A 256-node Hadoop system at the University of Texas at Austin is breaking down the barriers that have traditionally kept high performance computing relegated to technical experts. Nearly 70 students and researchers at the Texas Advanced Computing Center (TACC) have used the cluster to crunch big datasets, and provide potential answers to questions in the fields of biomedicine, linguistics, and astronomy.
There’s been a lot of hype over Apache’s Hadoop in the last few years, and with good reason. With the emergence of big data, new technologies like Hadoop promise to make it easier to sort through huge datasets and tease out the patterns, without burdening users with low-level plumbing, like I/O, memory structures, and job queuing.
What’s notable about the TACC’s Hadoop cluster is that it represents the first Hadoop implementation running on a supercomputer at a U.S. high performance computing center. Until the folks at TACC loaded Hadoop on their 256-node Dell cluster (dubbed Longhorn) in the fall of 2010, you couldn’t find Hadoop running on an academic supercomputer, according to Aaron Dubrow, a science and technology writer at TACC.

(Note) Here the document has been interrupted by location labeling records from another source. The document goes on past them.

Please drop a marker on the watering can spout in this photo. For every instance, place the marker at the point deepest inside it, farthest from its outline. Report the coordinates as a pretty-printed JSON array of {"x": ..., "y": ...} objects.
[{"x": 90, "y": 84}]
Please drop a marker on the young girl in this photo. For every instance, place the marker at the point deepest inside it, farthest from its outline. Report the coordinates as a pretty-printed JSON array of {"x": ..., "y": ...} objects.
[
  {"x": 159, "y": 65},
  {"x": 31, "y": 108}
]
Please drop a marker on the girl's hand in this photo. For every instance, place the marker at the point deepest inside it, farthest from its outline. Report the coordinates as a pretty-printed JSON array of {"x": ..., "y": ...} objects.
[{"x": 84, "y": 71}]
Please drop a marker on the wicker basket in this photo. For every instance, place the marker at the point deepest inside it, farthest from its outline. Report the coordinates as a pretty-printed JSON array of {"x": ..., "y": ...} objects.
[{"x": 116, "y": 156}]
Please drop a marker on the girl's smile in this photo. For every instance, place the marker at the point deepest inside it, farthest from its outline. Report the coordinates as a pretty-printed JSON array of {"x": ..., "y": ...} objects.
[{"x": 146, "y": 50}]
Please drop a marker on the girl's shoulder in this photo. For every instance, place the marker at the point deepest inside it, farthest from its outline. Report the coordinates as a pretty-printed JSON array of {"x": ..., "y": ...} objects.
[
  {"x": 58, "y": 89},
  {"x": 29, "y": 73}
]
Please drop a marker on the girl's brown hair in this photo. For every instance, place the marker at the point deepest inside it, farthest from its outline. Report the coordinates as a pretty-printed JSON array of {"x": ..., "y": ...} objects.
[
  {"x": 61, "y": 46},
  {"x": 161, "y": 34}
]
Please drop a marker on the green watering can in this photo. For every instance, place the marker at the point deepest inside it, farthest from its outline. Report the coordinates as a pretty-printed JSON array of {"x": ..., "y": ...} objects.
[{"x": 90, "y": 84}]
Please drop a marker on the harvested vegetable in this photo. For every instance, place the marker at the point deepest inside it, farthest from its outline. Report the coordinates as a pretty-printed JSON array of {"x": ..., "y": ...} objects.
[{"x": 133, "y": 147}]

In the 3.5 years that the TACC cluster has been online, it’s seen more than one million hours of data intensive computations across 19 different projects, and has been the basis for dozens of papers and presentations ranging from flow cytometry (FCM) to natural language processing.
Longhorn helped accelerate the identification of cell types using FCM, which is a technology used by medical researchers. Thanks to the cluster’s ability to automatically create and schedule parallel tasks based on the user’s job specification, the FCM processing got an immediate boost, and eliminated the need to rewrite the open-source software to handle big data sets.
The cluster was also used by linguistic researchers to show how language is connected across time and space. A UT linguistics professor applied the TextGrounder algorithm against a collection of British and American books from a century ago. The results were then meshed with a geobrowser to display where words have their roots.
Others are using the 96-TB Hadoop cluster to help sort the wheat from the chaff on the Internet as it relates to one topic in particular: Autism. UT researchers are using visualization techniques to help the parents of autistic children find information and support on the Web more quickly.
TACC is also working with Intel to find out how Hadoop clusters can be goosed to run scientific workloads faster, particularly as it relates to speedier interconnects. The groups shared their work together with a white paper that was recently published.